I take place on the Haitian broomstick and make a round amidst loud applause. But I flee into the audience after the appearance of strange dancing woman with a little backpack.

“You are in the African heart of Cuba” whispers a young spectator. He offers me a glass of rum and asks me if I like to go with him to a salsabar. I ask him to wait.

Because I want to talk with the musicians of Kazumbi.

“Kazumbi means power in an old language from Angola”, Luis Herrera, leader of the group, tells me. “The rhythms we are playing come originally from Nigeria, Congo, Angola and Haiti. Our music is a mix of all those cultures and at the same time very Cuban”.

The rhythms are played by conga and batadrummers, supported by that typical Cuban instrument: the clave-and by the campana, the big cowbell, also used in son and salsa.

Given the fact that Cuba was one of the last American countries were slavery was abolished, the African traditions are conserved very well, mixed up with elements from catholicism.

“Nigerian musicians who travelled to Cuba, discovered rhythms on Cuba who aren’t played anymore in their own country. But still they recognized them”, Luis tells me during one of the lessons.


The next day I am witness of a santeria ceremony in a local house.

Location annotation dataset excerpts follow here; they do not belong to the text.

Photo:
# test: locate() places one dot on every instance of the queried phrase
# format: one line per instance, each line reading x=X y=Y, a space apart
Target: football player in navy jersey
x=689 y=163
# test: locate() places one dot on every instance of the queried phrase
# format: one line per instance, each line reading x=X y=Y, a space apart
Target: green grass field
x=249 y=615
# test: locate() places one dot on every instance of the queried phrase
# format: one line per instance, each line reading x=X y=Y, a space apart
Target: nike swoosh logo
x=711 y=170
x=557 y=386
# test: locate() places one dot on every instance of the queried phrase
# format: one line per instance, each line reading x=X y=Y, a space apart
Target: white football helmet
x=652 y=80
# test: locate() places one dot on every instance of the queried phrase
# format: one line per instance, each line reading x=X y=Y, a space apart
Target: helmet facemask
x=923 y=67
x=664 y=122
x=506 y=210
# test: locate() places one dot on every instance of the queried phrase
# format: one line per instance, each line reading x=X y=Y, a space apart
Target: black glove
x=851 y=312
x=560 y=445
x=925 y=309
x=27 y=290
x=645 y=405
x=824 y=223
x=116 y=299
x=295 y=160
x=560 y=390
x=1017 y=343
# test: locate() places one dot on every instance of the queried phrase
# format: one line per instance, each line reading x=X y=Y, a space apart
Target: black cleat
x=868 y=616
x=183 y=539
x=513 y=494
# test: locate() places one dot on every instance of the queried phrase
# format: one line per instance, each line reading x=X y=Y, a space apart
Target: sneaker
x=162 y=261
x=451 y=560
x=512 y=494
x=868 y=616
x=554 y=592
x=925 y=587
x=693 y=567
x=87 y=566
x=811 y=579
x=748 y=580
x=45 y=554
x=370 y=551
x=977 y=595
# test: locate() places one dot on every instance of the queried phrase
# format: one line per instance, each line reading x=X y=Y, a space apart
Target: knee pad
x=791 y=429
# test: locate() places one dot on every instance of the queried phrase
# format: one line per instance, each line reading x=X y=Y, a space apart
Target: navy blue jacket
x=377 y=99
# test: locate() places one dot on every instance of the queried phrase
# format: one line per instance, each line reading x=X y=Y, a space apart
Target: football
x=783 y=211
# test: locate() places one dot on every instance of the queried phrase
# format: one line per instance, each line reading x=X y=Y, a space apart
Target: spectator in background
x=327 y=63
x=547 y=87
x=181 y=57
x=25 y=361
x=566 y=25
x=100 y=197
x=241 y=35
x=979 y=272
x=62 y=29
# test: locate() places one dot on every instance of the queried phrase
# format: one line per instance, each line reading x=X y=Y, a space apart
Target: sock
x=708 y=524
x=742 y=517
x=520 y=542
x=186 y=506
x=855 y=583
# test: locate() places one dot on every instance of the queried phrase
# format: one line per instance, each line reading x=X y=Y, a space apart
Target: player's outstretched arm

While the bata drummers are playing a rhythm (toque) for one of the gods, called orishas, a priestess (babalawo) in a white dress shows me how I have to greet the gods near the colourful altar. I kiss the ground, ring a bell and put five dollar in a box. Later I get a strong alcoholic drink.

When the white skinned priestess starts to dance, some other guests are following her. Not everybody is black, the Santeria cult is not restricted to people from African origin. The owner of the house has even remarkable Chinese characterics.

The whole ceremony will last seven days and nights. It’s dedicated to one of the dancers. He will eat and sleep in the house. After seven days he will be a babalawo.

In a neighbouring room kids are playing computergames. So the tradition meets the present time. Afterwards somebody tells me the future babalawo may not go to the disco for one year.

Later when I am lying in my bed, I hear the rhythm of the clave in my head. The fan is humming through it. Near my bed stands the little batadrum I bought from one of the members of Kazumbi.